You can't be objective about Bukowski if you treat his WIDOW as a sacred cow. That's my point. She kept him alive, as everyone always says ad nauseum, but think of all the letters and things that might have been SUPPRESSED because Hank's literary executor is the WIDOW and not John Martin or a disinterested third party like me, or one of you guys, for instance. Anyone who is seriously interested in Bukowski's work would not want any of it to be hidden away or destroyed. What if there's a letter written in say, 1989, to Linda King for instance, in which our man Buk professes his undying love for her? In the hands of someone other than the WIDOW that letter might see the light of day. It would also be tremendously entertaining, giving many people a frisson of excitement. Does anyone know of any material that may have been intentionally 'lost' because some people may have taken a personal dislike to it? On a related note, objectivity is lost if you start trying to curry favour. Guys like me have nothing to do with anyone that Buk knew or consorted with. We have no agenda. All we want are his writings, even the embarrassing stuff, not an invitation to sit on a couch in San Pedro. My next post will be all sunshine and light. I'll try to leave vitriol out of it. Thank you for listening.
 
You can't be objective about Bukowski if you treat his WIDOW as a sacred cow.

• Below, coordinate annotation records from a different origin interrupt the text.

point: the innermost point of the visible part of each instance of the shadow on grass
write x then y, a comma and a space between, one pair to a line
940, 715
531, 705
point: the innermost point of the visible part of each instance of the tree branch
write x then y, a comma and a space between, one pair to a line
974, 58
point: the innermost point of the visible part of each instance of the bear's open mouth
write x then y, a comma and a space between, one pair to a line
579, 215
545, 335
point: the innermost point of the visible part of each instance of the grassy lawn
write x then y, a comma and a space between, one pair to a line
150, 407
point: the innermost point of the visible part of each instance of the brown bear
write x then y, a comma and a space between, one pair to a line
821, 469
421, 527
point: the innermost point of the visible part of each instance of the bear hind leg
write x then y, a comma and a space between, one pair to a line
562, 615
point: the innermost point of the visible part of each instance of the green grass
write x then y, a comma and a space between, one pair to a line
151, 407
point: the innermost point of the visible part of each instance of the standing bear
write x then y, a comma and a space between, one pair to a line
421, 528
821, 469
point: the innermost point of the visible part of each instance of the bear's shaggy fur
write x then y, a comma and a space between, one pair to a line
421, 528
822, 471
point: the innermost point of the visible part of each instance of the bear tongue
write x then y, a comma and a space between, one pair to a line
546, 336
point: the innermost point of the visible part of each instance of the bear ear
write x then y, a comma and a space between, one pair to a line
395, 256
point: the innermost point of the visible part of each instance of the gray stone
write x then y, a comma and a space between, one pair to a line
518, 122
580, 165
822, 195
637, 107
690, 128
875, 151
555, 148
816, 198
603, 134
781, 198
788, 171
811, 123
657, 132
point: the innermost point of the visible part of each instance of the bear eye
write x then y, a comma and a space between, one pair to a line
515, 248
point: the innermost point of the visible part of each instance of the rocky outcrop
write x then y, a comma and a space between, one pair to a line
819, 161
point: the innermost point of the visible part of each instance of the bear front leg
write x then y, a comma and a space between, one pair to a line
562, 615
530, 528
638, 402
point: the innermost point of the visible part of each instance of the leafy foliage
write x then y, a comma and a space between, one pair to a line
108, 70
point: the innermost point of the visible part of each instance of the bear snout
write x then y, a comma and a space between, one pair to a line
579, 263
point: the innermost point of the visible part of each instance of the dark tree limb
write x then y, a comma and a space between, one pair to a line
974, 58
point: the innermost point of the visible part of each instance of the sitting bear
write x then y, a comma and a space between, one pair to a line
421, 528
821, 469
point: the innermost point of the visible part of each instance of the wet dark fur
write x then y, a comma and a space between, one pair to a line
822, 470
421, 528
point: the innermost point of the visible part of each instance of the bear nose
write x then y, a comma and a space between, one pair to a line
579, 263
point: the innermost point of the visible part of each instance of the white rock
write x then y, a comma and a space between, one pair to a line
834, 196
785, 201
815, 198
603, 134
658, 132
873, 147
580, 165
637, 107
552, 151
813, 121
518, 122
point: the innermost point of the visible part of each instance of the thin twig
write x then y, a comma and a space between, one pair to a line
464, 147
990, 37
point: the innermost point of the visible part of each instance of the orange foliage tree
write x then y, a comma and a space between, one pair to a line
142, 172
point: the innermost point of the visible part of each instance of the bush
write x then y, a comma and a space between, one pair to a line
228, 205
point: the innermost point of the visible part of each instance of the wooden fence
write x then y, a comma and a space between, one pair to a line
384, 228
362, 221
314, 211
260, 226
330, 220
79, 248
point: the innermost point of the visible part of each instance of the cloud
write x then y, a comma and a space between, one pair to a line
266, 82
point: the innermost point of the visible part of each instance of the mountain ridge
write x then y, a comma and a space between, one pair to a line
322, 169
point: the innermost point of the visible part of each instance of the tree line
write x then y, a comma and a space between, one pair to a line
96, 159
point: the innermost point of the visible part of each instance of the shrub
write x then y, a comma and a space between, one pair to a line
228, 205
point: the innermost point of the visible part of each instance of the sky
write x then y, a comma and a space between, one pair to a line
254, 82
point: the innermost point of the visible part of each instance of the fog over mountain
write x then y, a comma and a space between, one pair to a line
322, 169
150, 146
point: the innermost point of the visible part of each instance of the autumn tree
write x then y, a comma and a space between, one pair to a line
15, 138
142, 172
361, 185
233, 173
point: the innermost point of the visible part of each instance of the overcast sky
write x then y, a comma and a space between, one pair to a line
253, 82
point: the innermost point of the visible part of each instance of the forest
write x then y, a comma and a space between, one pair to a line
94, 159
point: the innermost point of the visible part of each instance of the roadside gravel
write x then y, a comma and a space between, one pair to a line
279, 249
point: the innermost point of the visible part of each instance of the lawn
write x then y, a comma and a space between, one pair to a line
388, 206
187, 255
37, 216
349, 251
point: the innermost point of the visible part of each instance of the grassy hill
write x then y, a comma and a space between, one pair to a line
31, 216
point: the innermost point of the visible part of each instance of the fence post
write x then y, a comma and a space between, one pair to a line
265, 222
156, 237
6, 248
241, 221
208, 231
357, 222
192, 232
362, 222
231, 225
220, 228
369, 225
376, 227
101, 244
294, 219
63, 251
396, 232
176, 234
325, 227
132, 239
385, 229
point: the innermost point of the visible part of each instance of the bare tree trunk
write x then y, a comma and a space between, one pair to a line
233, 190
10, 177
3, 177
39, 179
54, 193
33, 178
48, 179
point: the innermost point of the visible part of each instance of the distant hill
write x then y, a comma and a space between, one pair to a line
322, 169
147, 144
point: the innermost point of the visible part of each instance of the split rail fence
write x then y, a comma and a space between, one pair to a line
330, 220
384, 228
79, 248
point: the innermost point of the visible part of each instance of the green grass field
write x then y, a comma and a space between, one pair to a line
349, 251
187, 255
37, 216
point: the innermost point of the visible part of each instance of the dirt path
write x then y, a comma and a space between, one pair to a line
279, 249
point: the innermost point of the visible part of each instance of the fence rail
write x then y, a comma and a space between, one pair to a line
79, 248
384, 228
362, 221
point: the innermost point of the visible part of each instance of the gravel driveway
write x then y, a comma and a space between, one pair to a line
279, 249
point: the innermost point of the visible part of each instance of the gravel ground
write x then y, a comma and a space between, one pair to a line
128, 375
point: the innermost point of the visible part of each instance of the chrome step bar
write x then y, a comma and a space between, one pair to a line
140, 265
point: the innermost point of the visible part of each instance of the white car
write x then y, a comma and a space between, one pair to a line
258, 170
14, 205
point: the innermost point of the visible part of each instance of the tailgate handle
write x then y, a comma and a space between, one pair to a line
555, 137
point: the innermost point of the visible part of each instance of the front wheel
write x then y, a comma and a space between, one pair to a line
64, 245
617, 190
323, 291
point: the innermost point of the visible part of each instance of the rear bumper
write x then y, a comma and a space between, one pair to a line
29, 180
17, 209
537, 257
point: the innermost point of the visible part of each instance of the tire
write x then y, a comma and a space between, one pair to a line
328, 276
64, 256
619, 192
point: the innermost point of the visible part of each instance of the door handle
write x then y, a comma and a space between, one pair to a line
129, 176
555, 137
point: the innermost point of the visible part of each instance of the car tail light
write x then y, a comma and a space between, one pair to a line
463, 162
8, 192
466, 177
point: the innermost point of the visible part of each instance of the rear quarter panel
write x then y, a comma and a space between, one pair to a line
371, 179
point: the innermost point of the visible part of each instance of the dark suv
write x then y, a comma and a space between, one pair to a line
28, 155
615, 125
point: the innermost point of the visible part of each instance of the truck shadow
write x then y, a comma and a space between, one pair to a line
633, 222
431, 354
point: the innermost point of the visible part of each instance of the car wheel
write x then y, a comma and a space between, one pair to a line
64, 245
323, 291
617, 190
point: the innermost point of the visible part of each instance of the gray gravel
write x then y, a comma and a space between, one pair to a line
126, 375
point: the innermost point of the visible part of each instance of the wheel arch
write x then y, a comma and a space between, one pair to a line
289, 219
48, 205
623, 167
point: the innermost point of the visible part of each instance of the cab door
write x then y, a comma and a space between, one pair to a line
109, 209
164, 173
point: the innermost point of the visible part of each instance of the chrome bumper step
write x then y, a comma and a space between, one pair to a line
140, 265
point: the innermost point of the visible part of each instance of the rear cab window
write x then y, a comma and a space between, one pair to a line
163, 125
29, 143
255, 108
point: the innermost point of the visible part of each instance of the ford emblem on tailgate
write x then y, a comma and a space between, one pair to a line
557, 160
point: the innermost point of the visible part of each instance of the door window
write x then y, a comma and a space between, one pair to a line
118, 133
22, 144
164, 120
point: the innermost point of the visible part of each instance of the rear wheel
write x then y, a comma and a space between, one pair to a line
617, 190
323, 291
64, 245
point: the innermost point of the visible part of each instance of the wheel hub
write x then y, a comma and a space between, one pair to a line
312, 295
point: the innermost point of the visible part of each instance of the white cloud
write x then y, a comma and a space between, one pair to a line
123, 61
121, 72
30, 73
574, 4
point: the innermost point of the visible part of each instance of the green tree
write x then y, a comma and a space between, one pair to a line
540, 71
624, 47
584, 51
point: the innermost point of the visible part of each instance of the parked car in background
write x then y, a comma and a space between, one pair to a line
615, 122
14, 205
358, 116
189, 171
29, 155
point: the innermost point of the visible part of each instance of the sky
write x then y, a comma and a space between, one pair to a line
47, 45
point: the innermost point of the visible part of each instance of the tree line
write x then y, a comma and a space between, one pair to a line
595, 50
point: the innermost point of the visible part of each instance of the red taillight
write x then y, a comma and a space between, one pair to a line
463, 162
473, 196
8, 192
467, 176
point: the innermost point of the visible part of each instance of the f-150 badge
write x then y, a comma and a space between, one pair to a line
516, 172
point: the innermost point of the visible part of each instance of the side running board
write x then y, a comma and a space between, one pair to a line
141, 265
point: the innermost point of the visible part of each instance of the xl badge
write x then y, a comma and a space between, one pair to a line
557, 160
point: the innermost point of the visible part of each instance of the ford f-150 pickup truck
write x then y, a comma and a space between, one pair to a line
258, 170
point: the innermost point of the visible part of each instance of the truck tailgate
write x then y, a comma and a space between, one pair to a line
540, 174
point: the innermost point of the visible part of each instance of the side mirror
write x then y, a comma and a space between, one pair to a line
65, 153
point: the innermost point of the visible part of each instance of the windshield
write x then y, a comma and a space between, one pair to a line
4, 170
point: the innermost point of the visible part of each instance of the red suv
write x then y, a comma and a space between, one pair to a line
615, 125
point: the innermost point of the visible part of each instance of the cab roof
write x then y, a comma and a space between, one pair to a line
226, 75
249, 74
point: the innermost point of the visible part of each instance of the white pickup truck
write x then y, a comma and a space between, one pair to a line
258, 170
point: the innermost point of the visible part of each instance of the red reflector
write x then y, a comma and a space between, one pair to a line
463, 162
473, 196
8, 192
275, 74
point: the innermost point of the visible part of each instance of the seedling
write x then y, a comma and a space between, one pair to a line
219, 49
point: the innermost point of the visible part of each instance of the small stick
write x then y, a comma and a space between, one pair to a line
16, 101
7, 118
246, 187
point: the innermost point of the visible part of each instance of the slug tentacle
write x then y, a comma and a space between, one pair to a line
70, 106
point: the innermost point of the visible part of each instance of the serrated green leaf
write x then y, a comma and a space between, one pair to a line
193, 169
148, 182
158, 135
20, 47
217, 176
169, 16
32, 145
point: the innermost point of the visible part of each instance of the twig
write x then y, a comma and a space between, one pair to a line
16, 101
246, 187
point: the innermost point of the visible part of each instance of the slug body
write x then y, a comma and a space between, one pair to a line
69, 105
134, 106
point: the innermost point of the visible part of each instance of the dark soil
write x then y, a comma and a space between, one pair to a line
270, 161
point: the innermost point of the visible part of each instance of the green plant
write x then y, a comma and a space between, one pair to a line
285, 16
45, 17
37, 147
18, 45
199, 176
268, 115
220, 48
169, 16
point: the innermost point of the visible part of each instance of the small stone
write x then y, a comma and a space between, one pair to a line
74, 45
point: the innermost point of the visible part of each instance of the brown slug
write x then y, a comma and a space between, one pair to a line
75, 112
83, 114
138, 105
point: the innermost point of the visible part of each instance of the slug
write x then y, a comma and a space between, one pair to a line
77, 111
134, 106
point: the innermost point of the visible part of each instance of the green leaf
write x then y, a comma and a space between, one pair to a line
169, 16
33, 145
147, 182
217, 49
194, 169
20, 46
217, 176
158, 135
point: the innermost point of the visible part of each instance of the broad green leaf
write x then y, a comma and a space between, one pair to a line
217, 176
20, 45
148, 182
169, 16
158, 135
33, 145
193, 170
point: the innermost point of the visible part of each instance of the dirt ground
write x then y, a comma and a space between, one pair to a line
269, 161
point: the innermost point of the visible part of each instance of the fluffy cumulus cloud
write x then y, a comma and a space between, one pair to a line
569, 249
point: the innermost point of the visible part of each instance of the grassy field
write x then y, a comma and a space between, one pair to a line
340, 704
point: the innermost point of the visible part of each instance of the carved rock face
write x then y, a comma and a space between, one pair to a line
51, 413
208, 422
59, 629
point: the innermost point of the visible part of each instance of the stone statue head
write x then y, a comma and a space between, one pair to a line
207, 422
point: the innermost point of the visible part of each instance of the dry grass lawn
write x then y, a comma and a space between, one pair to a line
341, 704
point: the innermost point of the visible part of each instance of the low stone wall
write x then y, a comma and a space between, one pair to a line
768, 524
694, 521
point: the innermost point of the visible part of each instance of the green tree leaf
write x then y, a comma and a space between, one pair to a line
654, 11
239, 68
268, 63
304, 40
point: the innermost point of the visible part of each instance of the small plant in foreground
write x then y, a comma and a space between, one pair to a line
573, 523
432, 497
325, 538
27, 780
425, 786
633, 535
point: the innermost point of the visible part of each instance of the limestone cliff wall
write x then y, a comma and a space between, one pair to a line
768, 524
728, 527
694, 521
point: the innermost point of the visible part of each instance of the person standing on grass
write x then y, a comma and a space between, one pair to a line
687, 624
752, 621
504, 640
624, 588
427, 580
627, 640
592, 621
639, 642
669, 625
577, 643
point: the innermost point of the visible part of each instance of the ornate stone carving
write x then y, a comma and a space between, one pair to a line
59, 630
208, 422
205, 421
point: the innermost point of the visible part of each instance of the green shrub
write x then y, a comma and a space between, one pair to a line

Treating someone with respect and using their name is not treating them as a "sacred cow". And since when is being 'objective' the ideal perspective in any case. Every fool considers his point of view unbiased and thoroughly objective. Think again.

She kept him alive, as everyone always says ad nauseum,

Who is 'everyone' and where are they 'always' saying this?

but think of all the letters and things that might have been SUPPRESSED because Hank's literary executor is the WIDOW and not John Martin or a disinterested third party like me, or one of you guys, for instance.

You mean all those things that might have been suppressed? i.e. things you are not sure exist, may or may not have been hidden from you? Man that's rough.
As for the rest... who could be bothered?

Oh and the Japanese observe both Shinto and Buddhist beliefs. And apparently it's more like 84%... not 99%.
 
I know about the "both Shinto and Buddhist stuff". 70% get married in (mock) Christian ceremonies. About 95% are born 'Shinto style' and 99% are buried 'Buddhist style'. Shintoism has an aversion to death and uncleanliness.

I'm off, as a matter of fact, to a SHRINE right now, to take part in PAGAN CEREMONIES! Forgive me Father Luke.
 
I'm off, as a matter of fact, to a SHRINE right now, to take part in PAGAN CEREMONIES! Forgive me Father Luke.

I'm listening to Mexican Music.

Drive safe. . .
2165138760_4372dcb3dc.jpg
 
Interesting picture. Fight? Mating ritual? Dancing? Sonoran exchange of greetings? The event that ushers in The Age of Bukowski?
 
You can't be objective about Bukowski if you treat his WIDOW as a sacred cow. That's my point.
That wasn't your point at all. You said in the post what your point was:
What's my point? Westerners idealize Buddhists as some sort of ultra spiritual "with-it" dudes who have figured out what it's all about. They haven't. Not even close.
I guess that was meant to wrap a bow around this nugget of wisdom and insight:
She was into whatever the flavour of the month was. When Christianity becomes cool in Marin County she'll turn to that as well.
But when that statement was shown to be incorrect, you abandoned it to say your point was something else completely.

That kind of slippery "reasoning" makes it hard to take anything you type seriously.